This is the second of Clavell’s ‘Asian Saga’, but doesn’t have any immediately obvious relation to Shogun (that comes in book three, apparently), other than being in that no-man’s land of historical novels that has characters based off of actual people without actually meaning to be them. This isn’t nearly as grating to me here, as I don’t really know anything about the founding of Hong Kong, and the people involved, while I was very aware of several of the not-quite principles of Shogun.

As before, Clavell’s writing style is quite good, but I think the structure suffers a bit. Straun has certain specific goals, that are repeatedly challenged through the book. These are generally taken care of one after another without them really piling on, or adding to, one another, making the plot a bit more of a series of connected incidents where targets are knocked down one after another in a shooting gallery. Worse, the one that generally feels the most intractable, immediate, and generates the main action scenes of the book is very early, leaving the rest feeling a little more limp.

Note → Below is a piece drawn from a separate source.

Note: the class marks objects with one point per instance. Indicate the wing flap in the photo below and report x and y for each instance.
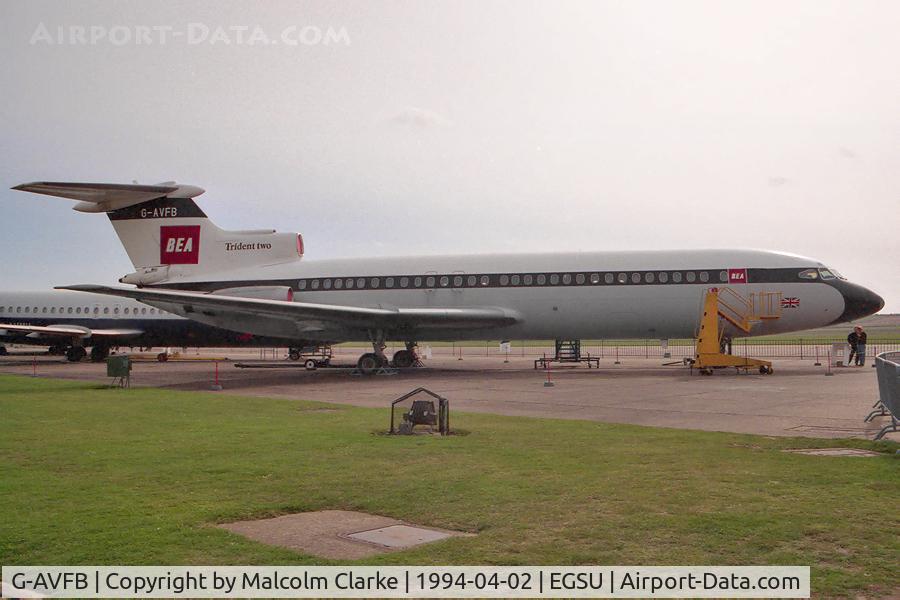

While the broad strokes of history are certainly accurate (opium trade, and all the reasons why), are well presented at the beginning, he doesn’t spend a lot of time in a detailed delve into Chinese culture, so you don’t get the travelogue feel of Shogun. What you do get is a large cast of characters all with their own quirks and motivations moving across a somewhat compressed landscape. This is his main strength, and it pays off well, even if the desire to introduce them all at the start does give the book a slow start. The end… has it’s own brand of action, and brings things to good closing point, but feels a bit arbitrary, and hand of god author. It’s meant to be an epic, and so is mostly a slow burn all the way through, but is a very consistent and satisfying one. If the general subject is of interest, or you’ve liked his other books, certainly read this one.